Tegatana (手刀 -  sword-hand, hand-blade) is a term from Japanese martial arts like aikido and karate referring to a hand position that resembles that of the blade of a sword.

This can be in a high, middle or low position but is usually extended outwards at about eye level (towards the carotid artery & nerve - a key strike point). During practice, uke and tori will often stand opposite each other with their respective tegatana touching each other. From this position, considered by practitioners of Aikido the operational combative distance for two unarmed opponents, many balance-breaking, striking and throwing techniques can be applied.

 

References:-


aikido tradition and competitive edgeTetsuro Nariyama Shihan
(in Aikido Tradition and the competitive Edge, page 61) .

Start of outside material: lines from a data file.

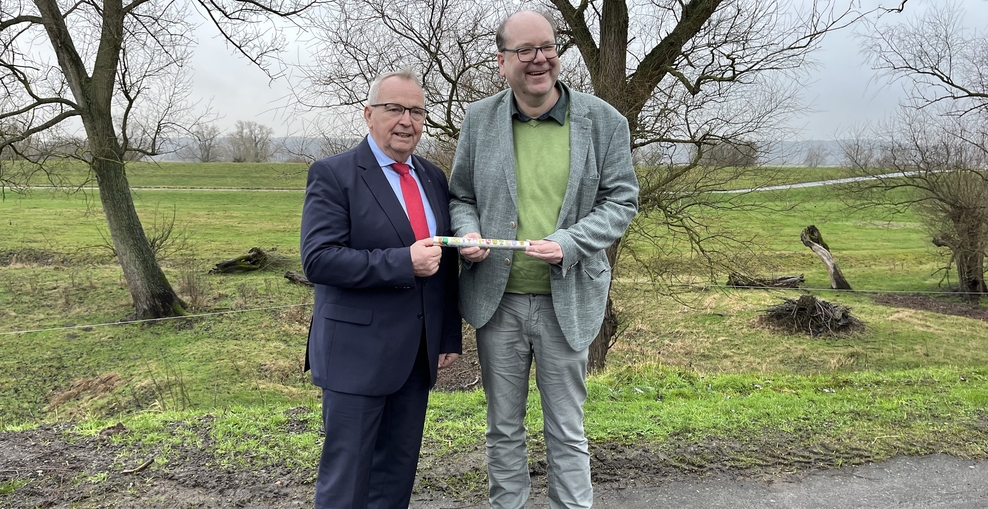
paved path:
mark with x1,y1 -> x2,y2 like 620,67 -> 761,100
409,455 -> 988,509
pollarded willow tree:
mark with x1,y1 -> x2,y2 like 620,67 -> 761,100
0,0 -> 316,318
299,0 -> 892,369
843,4 -> 988,300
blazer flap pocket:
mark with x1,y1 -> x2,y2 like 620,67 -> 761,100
322,304 -> 374,325
583,258 -> 611,279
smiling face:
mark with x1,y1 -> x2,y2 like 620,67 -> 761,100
364,76 -> 425,163
497,11 -> 559,109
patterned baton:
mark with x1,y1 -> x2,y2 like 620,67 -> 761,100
432,237 -> 531,250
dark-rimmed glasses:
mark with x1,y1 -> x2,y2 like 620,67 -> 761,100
501,44 -> 562,63
370,103 -> 429,122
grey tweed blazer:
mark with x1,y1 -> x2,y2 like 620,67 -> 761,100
449,85 -> 638,350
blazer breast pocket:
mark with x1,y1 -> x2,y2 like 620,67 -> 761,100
576,177 -> 600,215
322,304 -> 374,325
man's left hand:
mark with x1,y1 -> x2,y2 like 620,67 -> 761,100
439,353 -> 460,369
525,240 -> 563,265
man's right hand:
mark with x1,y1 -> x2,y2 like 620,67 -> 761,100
411,237 -> 443,277
460,232 -> 491,263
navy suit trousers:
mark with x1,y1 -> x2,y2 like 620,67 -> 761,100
316,338 -> 431,509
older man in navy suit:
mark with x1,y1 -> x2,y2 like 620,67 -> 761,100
301,70 -> 461,509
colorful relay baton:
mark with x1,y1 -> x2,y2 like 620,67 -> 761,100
432,237 -> 531,250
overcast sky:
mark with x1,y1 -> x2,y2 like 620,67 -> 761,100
187,0 -> 988,140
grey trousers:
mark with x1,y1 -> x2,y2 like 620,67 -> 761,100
477,293 -> 593,509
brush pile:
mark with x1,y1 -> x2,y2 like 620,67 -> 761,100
759,295 -> 864,337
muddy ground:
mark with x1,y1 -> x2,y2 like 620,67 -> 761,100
0,295 -> 988,508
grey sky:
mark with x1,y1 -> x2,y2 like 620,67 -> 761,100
187,0 -> 988,140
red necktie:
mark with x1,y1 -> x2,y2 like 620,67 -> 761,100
391,163 -> 429,240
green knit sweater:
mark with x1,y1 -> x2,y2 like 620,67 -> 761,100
505,113 -> 569,294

"In kenjutsu, attack and defence, is done with a sword. In sojutsu it is with a spear and in naginatajutsu it is with a halbard. So what do we use in aikido, as we only have our bare hands? The answer is tegatana." 
[…]
"It is important to do the following:

  • Maintain a good upright and stable posture.
  • Keep your tegatana in front of you on the centerline of your body.
  • While using tegatana you should use fast foot movements."

 


aikido randoriTetsuro Nariyama Shihan
(in Aikido Randori, page 8:)

"Aikido uses weapons concepts in an empty-handed format which, in randori, takes the form of an unarmed person defending against a tanto tsuki. […] Tegatana functions in defence as shield blocking or parrying an attack. […] Tegatana is used most effectively when it is in your centre with your power concentrated through it while using quick footwork and maintaining a strong and mobile posture."